Kingfisher's debt of around Rs 7,500 crore is at stake and public sector banks are in a dilemma after the expiry of the airline's licence. How much will they get if they demand liqudiation? Why are they waiting?, reports Gopika Gopakumar of CNBC-TV18.
They are shocked and furious. Yet lenders to Kingfisher are resisting from pulling the plug on the airline even after its licence expired on December 31. it has been almost a year since KFA has turned NPA for banks. Lenders tell CNBC-TV18 that they will have to take a huge haircut if they start the recovery procedure.
Banks have an outstanding debt of Rs 7500 cores to the airline company against a collateral of nearly Rs 2000 crores which includes guarantees of UB Holding and United Breweries, shares of united spirits, Mangalore Chemicals, Mcdowell's and other tangible security like the villa in Goa and Kingfisher's other premises.

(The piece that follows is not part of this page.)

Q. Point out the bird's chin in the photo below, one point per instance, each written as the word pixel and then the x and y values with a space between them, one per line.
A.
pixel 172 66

Lenders are not willing to invoke Mallya's personal guarantees including his shareholding and personal property. This could be worth a fortune, said one banker but didn't detail how much exactly. Bankers may be hesitant to attach Mallya's personal guarantee given his position as MP in the Rajya Sabha. Though bankers say they haven't been contacted by any politician. The tax authorities have also moved to recover their dues by seizing KFA aircraft.
It is possible banks may get less from liquidation if taxes and other lenders have to be paid out. It is this lack of clarity on the haircut and Mallya's perceived ability to attract investors that appear to hold back banks from thinking of liquidation but time is running out. the director general of civil aviation has expressed its dissatisfaction with the company's revival plan and failed to renew its licence.
Lenders are hopeful that the KFA management will be able to bring an investor and infuse Rs 650 crores into the company and meet the deadline of restarting the airline by February. Hopes are pinned on Etihad with some sources indicating KFA has presented to Etihad a EBITDA of USD 200 million in three years once the fund infusion goes through
The core group of lenders to kingfisher including SBI, Bank of Baroda, Bank of India, Punjab National Bank and United Bank are meeting on January 4th to take stock of the matter after the DGCA move and also discuss the viability of airline's revival plan.